L’uomo non è nato per vivere da solo, è un animale sociale e per questo vive in grandi branchi. Dovunque sia. Una cosa che trovo difficile da spiegare a qualcuno che ha sempre vissuto nello stesso luogo, è il sentimento di appartenenza ad ogni luogo che ti permette di sviluppare un’empatia per gli altri. Ma è anche una specie di ansia, che non ti fai mai sentire a casa, come se mancasse sempre qualcosa. E’ la "sindrome del viaggiatore eterno", perché una volta che punge non c’è più modo di curarla. Gli esperti lo chiamano "shock culturale inverso" (e ha un quadro di sintomi che vi risparmio). Nella sua forma più semplice, sarebbe qualcosa di questo genere: quando si va via da una città, la memoria di quella città rimane legata a quel momento e resta invariata per sempre. Trasferendosi in un nuovo posto, si sentirà sempre una certa mancanza di casa, tendendo ad idealizzarne il ricordo.
 
Bene, la consapevolezza di soffrire della sindrome si verifica proprio quando si ritorna, ed è per questo motivo che questa malattia è così crudele, quando ci rendiamo conto che il luogo idealizzato nella nostra memoria ha continuato ad evolversi senza di noi e non abbiamo più la familiarità che pensavamo. E così ci si entra in una spirale in cui nessun luogo è casa. Ci si ritrova a vivere in una città che è un collage di ricordi, esperienze e persone.

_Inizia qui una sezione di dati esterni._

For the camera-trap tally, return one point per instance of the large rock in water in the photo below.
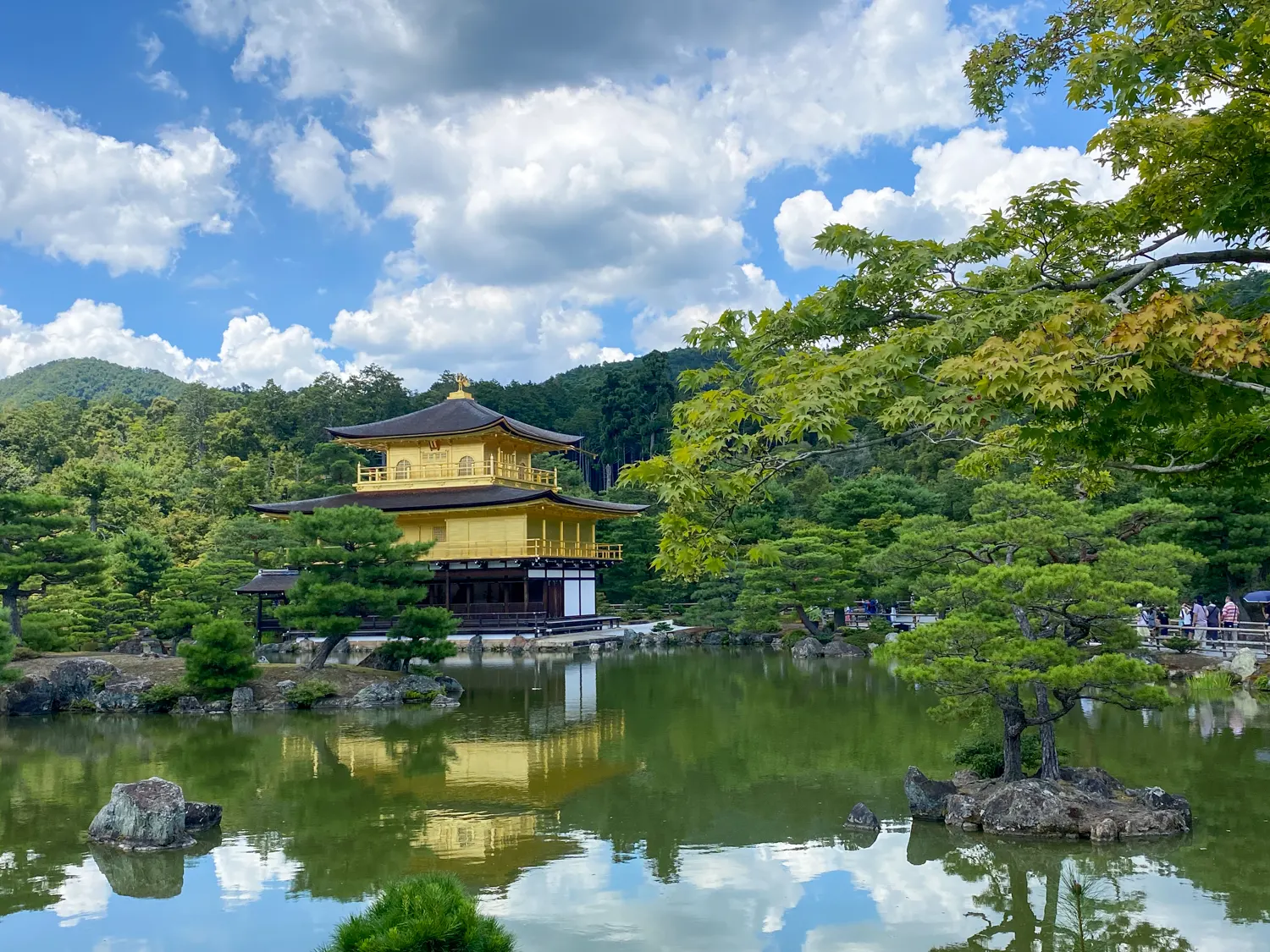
(927, 799)
(378, 695)
(861, 817)
(1242, 664)
(841, 649)
(202, 817)
(73, 680)
(1086, 802)
(808, 647)
(142, 815)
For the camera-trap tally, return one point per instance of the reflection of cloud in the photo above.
(86, 894)
(244, 872)
(769, 896)
(1176, 904)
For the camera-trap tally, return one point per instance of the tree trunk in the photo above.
(807, 621)
(10, 602)
(1011, 743)
(324, 650)
(1048, 746)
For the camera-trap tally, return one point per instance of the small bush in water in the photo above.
(422, 914)
(306, 692)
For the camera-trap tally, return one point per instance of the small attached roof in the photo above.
(269, 581)
(451, 498)
(449, 418)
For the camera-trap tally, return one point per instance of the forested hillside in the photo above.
(86, 378)
(163, 475)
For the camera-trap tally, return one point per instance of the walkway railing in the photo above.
(1226, 641)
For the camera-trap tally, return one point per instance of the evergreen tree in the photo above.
(41, 545)
(220, 658)
(1036, 596)
(814, 568)
(139, 563)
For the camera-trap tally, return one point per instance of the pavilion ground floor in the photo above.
(513, 597)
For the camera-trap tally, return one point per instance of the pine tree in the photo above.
(41, 545)
(352, 565)
(220, 658)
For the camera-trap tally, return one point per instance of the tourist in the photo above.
(1229, 614)
(1146, 622)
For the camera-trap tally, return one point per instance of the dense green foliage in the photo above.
(41, 545)
(220, 658)
(429, 913)
(86, 378)
(7, 647)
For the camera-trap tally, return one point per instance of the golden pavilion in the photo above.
(510, 553)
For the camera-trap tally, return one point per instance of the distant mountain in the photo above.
(86, 378)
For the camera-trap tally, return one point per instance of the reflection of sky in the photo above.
(769, 898)
(244, 872)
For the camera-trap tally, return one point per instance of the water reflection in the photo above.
(685, 801)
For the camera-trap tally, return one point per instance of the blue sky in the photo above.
(249, 190)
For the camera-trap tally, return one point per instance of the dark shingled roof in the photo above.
(457, 498)
(451, 416)
(269, 581)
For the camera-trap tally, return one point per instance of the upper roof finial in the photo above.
(460, 381)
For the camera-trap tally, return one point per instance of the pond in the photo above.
(690, 800)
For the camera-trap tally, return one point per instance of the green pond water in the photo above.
(678, 801)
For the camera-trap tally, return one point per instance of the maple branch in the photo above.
(1165, 470)
(1232, 256)
(1224, 378)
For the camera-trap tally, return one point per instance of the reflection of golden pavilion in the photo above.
(533, 772)
(474, 837)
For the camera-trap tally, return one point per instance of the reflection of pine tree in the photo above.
(1085, 908)
(1095, 916)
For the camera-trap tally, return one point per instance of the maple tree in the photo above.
(1076, 339)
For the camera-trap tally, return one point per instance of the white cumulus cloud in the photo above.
(958, 182)
(307, 167)
(480, 329)
(78, 195)
(251, 349)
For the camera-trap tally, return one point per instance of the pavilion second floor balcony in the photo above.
(465, 472)
(528, 548)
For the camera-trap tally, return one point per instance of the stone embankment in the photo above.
(1086, 804)
(96, 685)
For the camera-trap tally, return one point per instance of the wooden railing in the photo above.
(528, 548)
(1224, 641)
(452, 474)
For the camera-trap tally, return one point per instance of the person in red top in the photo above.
(1229, 614)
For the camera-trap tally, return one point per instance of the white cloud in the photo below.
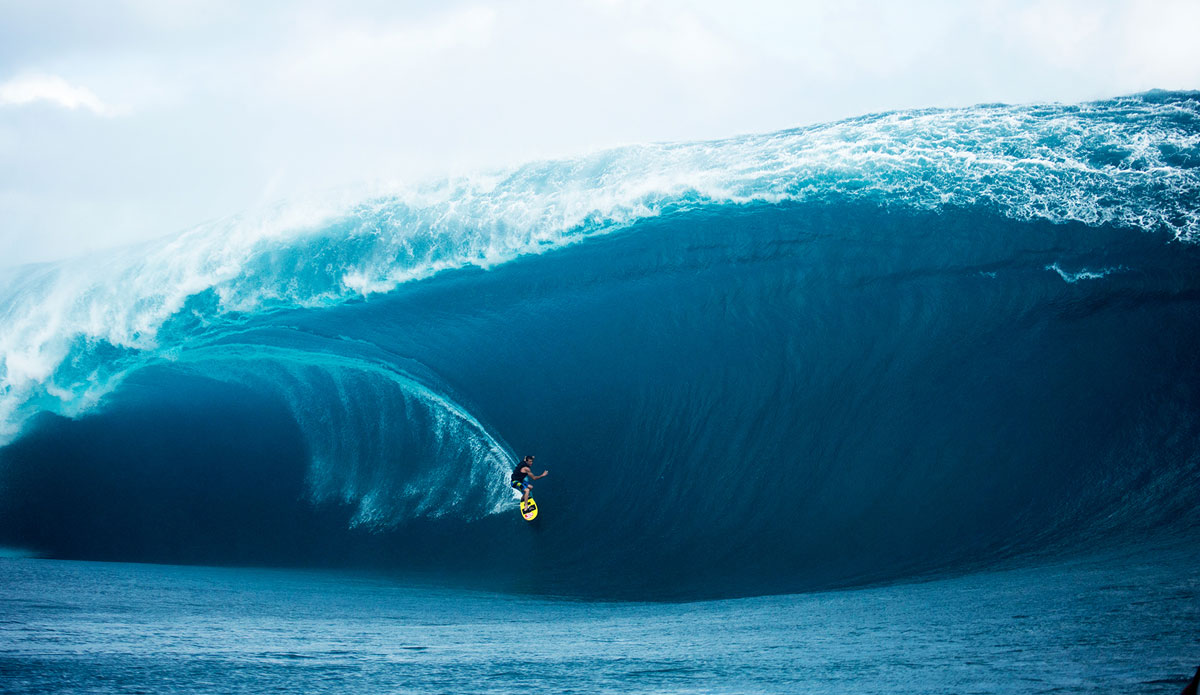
(49, 88)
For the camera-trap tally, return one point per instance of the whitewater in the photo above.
(885, 348)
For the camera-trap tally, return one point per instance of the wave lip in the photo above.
(1131, 161)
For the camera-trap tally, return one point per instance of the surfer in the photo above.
(523, 477)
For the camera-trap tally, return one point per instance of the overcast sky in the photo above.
(132, 119)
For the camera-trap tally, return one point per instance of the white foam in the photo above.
(59, 323)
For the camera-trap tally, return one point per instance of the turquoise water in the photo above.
(1117, 623)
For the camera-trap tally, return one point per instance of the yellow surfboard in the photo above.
(529, 509)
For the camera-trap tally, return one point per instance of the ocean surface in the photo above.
(1111, 623)
(928, 352)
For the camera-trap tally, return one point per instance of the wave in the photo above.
(833, 354)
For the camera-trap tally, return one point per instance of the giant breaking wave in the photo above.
(901, 343)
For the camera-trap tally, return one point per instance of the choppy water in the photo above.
(1119, 623)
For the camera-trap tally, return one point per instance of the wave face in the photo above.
(911, 342)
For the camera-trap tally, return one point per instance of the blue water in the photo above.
(1098, 624)
(891, 349)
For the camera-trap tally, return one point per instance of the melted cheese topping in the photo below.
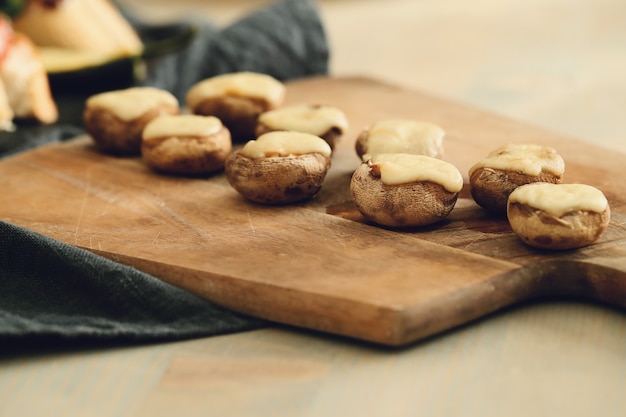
(131, 103)
(558, 199)
(182, 125)
(316, 120)
(401, 168)
(243, 84)
(404, 136)
(284, 143)
(525, 158)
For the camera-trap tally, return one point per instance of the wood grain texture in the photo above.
(319, 265)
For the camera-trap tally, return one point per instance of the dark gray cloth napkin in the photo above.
(50, 291)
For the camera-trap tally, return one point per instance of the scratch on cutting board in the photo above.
(250, 222)
(82, 207)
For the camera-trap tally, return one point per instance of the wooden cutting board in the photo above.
(319, 265)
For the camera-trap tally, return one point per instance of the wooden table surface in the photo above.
(553, 63)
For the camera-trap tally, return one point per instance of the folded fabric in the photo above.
(53, 291)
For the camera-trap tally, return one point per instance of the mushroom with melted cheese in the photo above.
(558, 216)
(237, 99)
(115, 119)
(405, 190)
(186, 144)
(504, 169)
(327, 122)
(400, 136)
(279, 167)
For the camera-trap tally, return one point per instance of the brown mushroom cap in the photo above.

Una miscela di stili architettonici, gastronomia, ecc. a ricordo delle caratteristiche di tutte le città che abbiamo amato. Ma in realtà questo luogo non esiste.
 
Di recente ho letto un articolo che ha spiegato benissimo questa dinamica. Una delle cose che ha detto l\'autore è che si ha la sensazione di voler sempre ritornare al “nido”, ma quando si torna si ha voglia di andarsene nuovamente. Ovviamente conoscere nuove culture ci cambia per sempre, e nonostante ci sia il rischio di non trovare mai una "casa" , cogliere l’opportunità di viaggiare nuovamente è più forte di tale rischio.
 
Quello che si perde in conoscenza della propria città, lo si guadagna in esperienza internazionale, si diventa più attenti a comprendere i principi fondamentali della cultura in cui ci si trova ed è più facile adattarvisi.
 
Che sia Cuba, USA, Honduras o Italia fondamentalmente dovrei smettere di chiedermi se mai mi sentirò a casa un giorno (o meglio, da qualche parte) e cercare di scoprire di cosa ho bisogno per sentirmi a casa ora, dove sono adesso.
 
Ma alla fine si sa che sono poche le cose e le persone che possono farci sentire a casa, ovunque andiamo. E se avrò la fortuna di avere al mio fianco la persona che dico io, allora “casa” sarà ovunque.
 
Nel frattempo è finito il temporale, toh,  è tornata la luce… vi saluto.